The raid is central to the movie serving as a subplot. The documentary begins with text messages from Lazar to the filmmaker as the raid is allegedly happening. Then the movie goes forward talking about his work at S4 but mainly serving as an extended commercial for the business that Lazar runs. Here's why I doubt the raid story: there are no pictures of it. The movie was filmed within the last five years and a giant FBI raid on a small business in Michigan would certainly have made the news. Especially given the involvement of the infamous Lazar. No footage exists, no raid story in the newspaper, nothing. In 2003 Lazar's home was raided by the CPSC for selling chemicals that were restricted from being shipped across state lines. In an article in Wired, they talk about the law and how restrictive/unnecessary it is, but nothing comes up about the "real" reason they were raided which the documentary strongly implies. Lazar's business is run out of a strip mall, and there's plenty of foot traffic, a bank is across the street, but no one saw anything that day when so many people raided the business that Lazar lost count of them.

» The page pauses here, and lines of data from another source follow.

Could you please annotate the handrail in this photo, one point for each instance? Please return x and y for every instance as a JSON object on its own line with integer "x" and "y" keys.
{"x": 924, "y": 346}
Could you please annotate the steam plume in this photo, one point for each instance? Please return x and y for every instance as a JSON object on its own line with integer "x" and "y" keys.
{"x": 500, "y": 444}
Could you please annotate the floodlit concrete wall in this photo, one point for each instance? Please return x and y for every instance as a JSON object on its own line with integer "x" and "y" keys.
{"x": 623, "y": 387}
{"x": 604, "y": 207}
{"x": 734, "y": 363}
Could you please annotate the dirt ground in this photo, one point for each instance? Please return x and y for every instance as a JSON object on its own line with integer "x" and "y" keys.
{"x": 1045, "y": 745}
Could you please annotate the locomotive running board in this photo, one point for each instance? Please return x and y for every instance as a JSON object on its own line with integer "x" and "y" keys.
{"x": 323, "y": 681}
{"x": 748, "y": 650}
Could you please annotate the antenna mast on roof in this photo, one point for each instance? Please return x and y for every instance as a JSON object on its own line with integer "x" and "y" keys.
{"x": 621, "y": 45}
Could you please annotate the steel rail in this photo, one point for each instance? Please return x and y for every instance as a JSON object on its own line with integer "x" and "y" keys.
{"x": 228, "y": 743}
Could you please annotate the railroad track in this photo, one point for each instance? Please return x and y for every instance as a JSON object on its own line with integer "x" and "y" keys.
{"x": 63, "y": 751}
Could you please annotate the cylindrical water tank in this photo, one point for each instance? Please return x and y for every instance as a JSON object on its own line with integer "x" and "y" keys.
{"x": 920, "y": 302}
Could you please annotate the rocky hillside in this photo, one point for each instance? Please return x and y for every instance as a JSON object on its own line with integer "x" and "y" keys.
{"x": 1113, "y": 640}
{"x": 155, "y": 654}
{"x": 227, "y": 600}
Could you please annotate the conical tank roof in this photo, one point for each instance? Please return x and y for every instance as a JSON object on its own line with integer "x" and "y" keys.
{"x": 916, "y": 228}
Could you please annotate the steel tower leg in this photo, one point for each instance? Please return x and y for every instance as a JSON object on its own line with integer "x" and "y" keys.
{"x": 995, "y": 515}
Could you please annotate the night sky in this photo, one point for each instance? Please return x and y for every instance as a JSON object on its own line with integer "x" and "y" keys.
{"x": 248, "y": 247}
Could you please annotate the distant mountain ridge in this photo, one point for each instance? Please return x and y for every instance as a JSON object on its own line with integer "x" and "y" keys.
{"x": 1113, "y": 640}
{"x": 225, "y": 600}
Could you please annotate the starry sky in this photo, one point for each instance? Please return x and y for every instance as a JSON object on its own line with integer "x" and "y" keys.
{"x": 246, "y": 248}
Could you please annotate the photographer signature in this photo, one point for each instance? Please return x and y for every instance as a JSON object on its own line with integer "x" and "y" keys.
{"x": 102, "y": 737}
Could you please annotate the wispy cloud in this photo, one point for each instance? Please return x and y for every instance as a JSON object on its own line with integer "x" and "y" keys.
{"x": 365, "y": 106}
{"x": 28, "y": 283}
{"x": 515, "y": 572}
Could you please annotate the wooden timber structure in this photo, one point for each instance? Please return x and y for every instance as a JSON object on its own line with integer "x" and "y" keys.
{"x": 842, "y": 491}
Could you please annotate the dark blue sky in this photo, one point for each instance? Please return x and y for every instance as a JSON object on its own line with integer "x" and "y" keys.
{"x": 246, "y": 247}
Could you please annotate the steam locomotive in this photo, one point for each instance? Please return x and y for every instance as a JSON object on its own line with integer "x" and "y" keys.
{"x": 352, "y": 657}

My conclusion: I said it earlier, he's made up this story and to some extent he may even believe it, but he needs to offer some proof of these claims rather than just affirming the suspicions of UFO conspiracy theorists.

Secondly, as a documentary this thing is terrible. The B-roll is random to say the least, and for some reason played backwards. I don't know what effect this was trying to achieve but it's distracting. I suppose there choice of using science-y things was an attempt to lend credibility to the story the filmmaker believes but that's another supposition. The Mickey Rourke narration was silly and it comes across like they just recorded him drunk on scotch rambling poetically about nothing whatsoever.

The whole thing is an argument from ignorance. We don't know what happens at 51 so we can just make it up. Why not claim the aliens are there? It's not like a reporter can just walk in and snap pictures. Not knowing is not proof of anything or everything, it's proof that we don't know and that's not a conspiracy.